Tra cambi di tono e caratterizzazioni superficiali
Inoltre, a tratti il film sembra quasi dimenticarsi di essere una commedia per abbracciare una dimensione più seria e drammatica. Questa scelta emerge soprattutto nel finale che, pur risultando coerente con lo sviluppo della narrazione, appare eccessivamente cupo. In questo modo, finisce per entrare in contrasto con il tono che l’opera aveva cercato di costruire fino a quel momento.
Il protagonista possiede indubbiamente il volto giusto per il ruolo e riesce a risultare immediatamente simpatico agli occhi dello spettatore, seppur in alcuni momenti dà l’impressione di essere una pallida imitazione del personaggio interpretato da Christian Bale in American Psycho. Le motivazioni di Becket sono esplorate in maniera superficiale e senza una solida base narrativa. Lo stesso discorso vale per la sottotrama romantica: la storia d’amore tra Becket e Ruth (Jessica Henwick) si sviluppa in modo frettoloso e poco credibile; tra i due personaggi manca un autentico percorso emotivo che possa giustificare il loro legame.
Risulta inoltre sprecata la presenza di Ed Harris (The Truman Show), probabilmente il nome più prestigioso del cast. Il suo personaggio beneficia di un’introduzione breve ma efficace, capace di suscitare aspettative che però vengono rapidamente disattese. Quando riappare nel finale, il suo contributo si limita a poche scene dal peso narrativo ridotto, senza lasciare un’impronta realmente significativa sugli eventi conclusivi.

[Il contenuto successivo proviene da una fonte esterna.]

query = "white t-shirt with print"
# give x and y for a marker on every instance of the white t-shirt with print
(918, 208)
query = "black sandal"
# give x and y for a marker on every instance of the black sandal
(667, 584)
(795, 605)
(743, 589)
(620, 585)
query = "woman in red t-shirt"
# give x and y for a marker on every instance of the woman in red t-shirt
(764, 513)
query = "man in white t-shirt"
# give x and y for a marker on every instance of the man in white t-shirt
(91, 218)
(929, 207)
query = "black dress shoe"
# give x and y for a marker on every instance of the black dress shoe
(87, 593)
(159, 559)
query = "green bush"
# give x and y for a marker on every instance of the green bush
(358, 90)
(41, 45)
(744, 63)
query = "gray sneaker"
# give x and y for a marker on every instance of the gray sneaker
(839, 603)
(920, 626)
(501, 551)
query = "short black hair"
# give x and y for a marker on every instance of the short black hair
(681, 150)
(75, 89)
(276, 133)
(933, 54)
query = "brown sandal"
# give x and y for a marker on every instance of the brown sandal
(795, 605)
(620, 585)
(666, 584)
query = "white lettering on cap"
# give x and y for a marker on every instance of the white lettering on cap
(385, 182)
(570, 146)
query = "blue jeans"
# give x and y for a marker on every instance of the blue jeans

Una scelta che finisce per relegare un attore del suo calibro a un ruolo marginale e sostanzialmente irrilevante, accentuando la sensazione di un’occasione mancata.

Tra prevedibilità narrativa e anonimato stilistico
Il terzo atto contiene probabilmente la sequenza migliore dell’intero film, ma anche in questo caso manca una reale suspense: infatti, la scelta di aprire la pellicola con il protagonista, che racconta gli eventi in prima persona attraverso una struttura a flashback, finisce infatti per ridurre notevolmente la tensione narrativa, poiché lo spettatore conosce già in parte l’esito degli eventi.
La parte conclusiva risulta inoltre leggermente dilatata e appesantita dalla presenza dell’antagonista Julia Steinway, interpretata da Margaret Qualley (The Substance): Il personaggio è scritto in modo ambiguo e le sue motivazioni appaiono poco convincenti. La sua ossessione nei confronti del protagonista viene presentata come un elemento centrale del conflitto, ma risulta decontestualizzata proprio perché tra i due personaggi esistono pochissime interazioni e manca un reale sviluppo drammaturgico in grado di renderla credibile.
Sul piano tecnico, infine, il film si mantiene su livelli semplicemente anonimi. La regia di John Patton Ford dimostra professionalità, ma non trova mai l’occasione per distinguersi attraverso scelte stilistiche particolarmente ispirate. Si limita a svolgere il proprio compito con correttezza, senza infamia e senza lode, esattamente come il resto del comparto tecnico, tra fotografia e montaggio.

Conclusioni
In definitiva, Ricchi da morire – Delitti in famiglia è una commedia nera che possiede alcuni spunti interessanti ma non riesce mai a sfruttarli pienamente. La mancanza di una chiara identità, una sceneggiatura poco incisiva e una componente grottesca costantemente trattenuta finiscono per trasformare quello che poteva essere un film cinicamente divertente in un’opera dimenticabile e incapace di lasciare un segno duraturo.